4. Iceland has glaciers located in many regions about the island, but most of the
ice is located in one large ice cap, Vatnajökull, which has over 3000 km3 of
ice in it.
a. About 10% of Iceland is covered with glaciers.
b. When an eruption occurs underneath the glacier, an enormous
outrushing of water can occur – a jökulhlaup.
c. The melting of glaciers also creates some spectacular waterfalls
i. Like the multi-stepped Gullfoss (Golden Falls), or Dettifoss
5. No geologist doubts that Iceland is a hotspot, with an enormous outpouring
of lava at this one location. But there is a huge debate as to what is actually
causing it.
a. Seismic tomography does show a region of warm rock extending
down into the mantle, but it is not clear how far down it goes; might
not go all the way down to the top of the core, as with Hawaii
b. The hotspot also doesn’t seem to be “hot:” the surrounding crust
doesn’t have unusually high heat flows, as with Hawaii. There is just a
whole lot of lava flowing out!
c. However, there IS a large gravity anomaly – the whole crust in that
regions seems to be lifted up from below, which is supportive of the
idea of a mantle plume there.
d. One hypothesis – it is a “wet spot,” a region of slightly higher water
content in the mantle rock, which lets it melt more easily.
e. Or, it could be former ancient ocean crust that got subducted the last
time the Atlantic closed up, and is still floating around down there. It
melts more easily, so as it is slowly pulled toward the ridge, it melts
more voluminously.
f. One thing for certain, when the Iceland hotspot first appeared, it had
an effect even greater than changing European climates or shutting
down airports; it tore off a piece of Europe!
i. When Pangaea started breaking up, Greenland was part of
Europe, directly adjacent to Scandinavia.
ii. The Mid-Atlantic ridge ran up between Labrador (Canada) and
Greenland, through what is now the Labrador Sea. The first
outpourings of lava were about 65 million years ago. It came
out in several areas, and some people hypothesize the plume
was under Greenland and came out in several locations.
iii. About 35 million years ago, however, the bulk of the Iceland
hotspot lava came out between Greenland and Scandinavia,
(remains seen on both sides of the Atlantic there), and the MidAtlantic ridge jumped!
iv.

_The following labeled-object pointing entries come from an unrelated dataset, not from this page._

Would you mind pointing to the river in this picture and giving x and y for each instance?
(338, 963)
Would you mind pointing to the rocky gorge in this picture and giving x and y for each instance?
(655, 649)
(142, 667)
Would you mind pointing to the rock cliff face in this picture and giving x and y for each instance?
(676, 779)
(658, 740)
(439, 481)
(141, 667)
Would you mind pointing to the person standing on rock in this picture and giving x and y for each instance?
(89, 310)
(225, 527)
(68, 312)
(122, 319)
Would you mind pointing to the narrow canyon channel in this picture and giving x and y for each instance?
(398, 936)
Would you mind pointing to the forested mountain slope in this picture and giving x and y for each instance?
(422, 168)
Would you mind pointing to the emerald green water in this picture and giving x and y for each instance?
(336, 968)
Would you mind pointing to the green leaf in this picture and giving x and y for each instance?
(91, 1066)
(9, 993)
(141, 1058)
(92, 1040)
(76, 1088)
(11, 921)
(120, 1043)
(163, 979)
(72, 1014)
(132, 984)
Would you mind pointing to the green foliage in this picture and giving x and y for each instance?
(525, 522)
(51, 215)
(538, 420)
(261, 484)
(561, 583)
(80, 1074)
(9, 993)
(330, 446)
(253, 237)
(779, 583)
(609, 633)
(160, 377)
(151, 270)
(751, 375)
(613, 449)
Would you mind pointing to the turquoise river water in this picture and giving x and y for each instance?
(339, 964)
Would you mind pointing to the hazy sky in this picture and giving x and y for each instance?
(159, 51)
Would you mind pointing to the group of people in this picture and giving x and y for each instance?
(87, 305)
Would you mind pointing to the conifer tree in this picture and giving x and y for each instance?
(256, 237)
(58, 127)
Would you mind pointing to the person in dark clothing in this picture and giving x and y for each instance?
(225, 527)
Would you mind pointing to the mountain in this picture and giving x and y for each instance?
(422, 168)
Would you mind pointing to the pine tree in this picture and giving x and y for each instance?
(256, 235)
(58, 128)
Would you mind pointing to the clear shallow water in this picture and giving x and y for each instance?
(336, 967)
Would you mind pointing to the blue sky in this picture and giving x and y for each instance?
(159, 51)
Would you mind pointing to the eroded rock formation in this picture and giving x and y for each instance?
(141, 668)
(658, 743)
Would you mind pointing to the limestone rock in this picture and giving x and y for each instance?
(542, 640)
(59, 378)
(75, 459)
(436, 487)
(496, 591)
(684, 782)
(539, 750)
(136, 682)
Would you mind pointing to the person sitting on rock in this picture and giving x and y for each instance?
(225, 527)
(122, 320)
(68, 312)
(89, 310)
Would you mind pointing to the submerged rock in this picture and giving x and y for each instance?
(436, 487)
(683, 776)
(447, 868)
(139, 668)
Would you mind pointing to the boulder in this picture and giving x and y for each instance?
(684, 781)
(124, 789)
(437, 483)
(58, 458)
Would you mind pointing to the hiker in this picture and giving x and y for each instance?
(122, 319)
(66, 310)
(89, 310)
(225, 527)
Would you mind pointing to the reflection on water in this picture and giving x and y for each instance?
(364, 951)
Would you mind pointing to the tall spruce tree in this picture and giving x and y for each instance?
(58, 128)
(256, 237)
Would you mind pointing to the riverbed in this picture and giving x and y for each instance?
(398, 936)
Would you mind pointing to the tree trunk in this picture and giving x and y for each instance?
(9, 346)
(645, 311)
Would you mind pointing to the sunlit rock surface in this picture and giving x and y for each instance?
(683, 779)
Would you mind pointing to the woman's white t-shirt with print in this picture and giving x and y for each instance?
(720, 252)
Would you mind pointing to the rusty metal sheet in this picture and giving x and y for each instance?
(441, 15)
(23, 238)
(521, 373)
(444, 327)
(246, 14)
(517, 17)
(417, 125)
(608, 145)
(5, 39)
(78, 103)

Like perforating a piece of paper.
v. Labrador sea is now extinct, though still gets a few
earthquakes now and then.
vi. Iceland’s oldest observed lava is 20 million years old.
1. Q? Is the ridge there because of the hotspot, or is the
hotspot there because of the ridge.
2. Lab experiments (corn syrup) and computer
simulations show that either could be the case.
3. Won’t know for 10s of millions of years, perhaps.
vii. It may be the case that when a supercontinent like Pangaea
breaks up, mantle plumes like Iceland are responsible for
determining exactly where the plates break.
6. Top 5:
a. Tristan de Cunha – first erupted when SAmer and Afr broke up
i. May have triggered the separation
ii. Seen in Parana (Brazil) and Etandeka (Angola/Namibia) flood
basalts that are >135 Ma old.
iii. Tristan is now at the ridge, still active
b. St. Peter and St. Paul rocks – islands at the equator in the Atlantic
Ocean. – Faulting has pulled the crust off of the mantle, exposing
mantle rock (peridotite). In fact, only place where the mantle is
exposed at the surface.
c. Azores – sit at the junction of 3 plates – NAmer, Eurasian, African.
d. Afar – sits at the end of the Red Sea, and may be responsible for
opening it. More later (in last lecture).
Questions:
1) Why do Iceland’s volcanic eruptions affect Europe more than North America?
2) Iceland gets a lot of its electricity from geothermal and hydroelectric
resources. Why doesn’t it have any resources of coal or oil?
Hawaii should go before Iceland - it is the quintessential hotspot.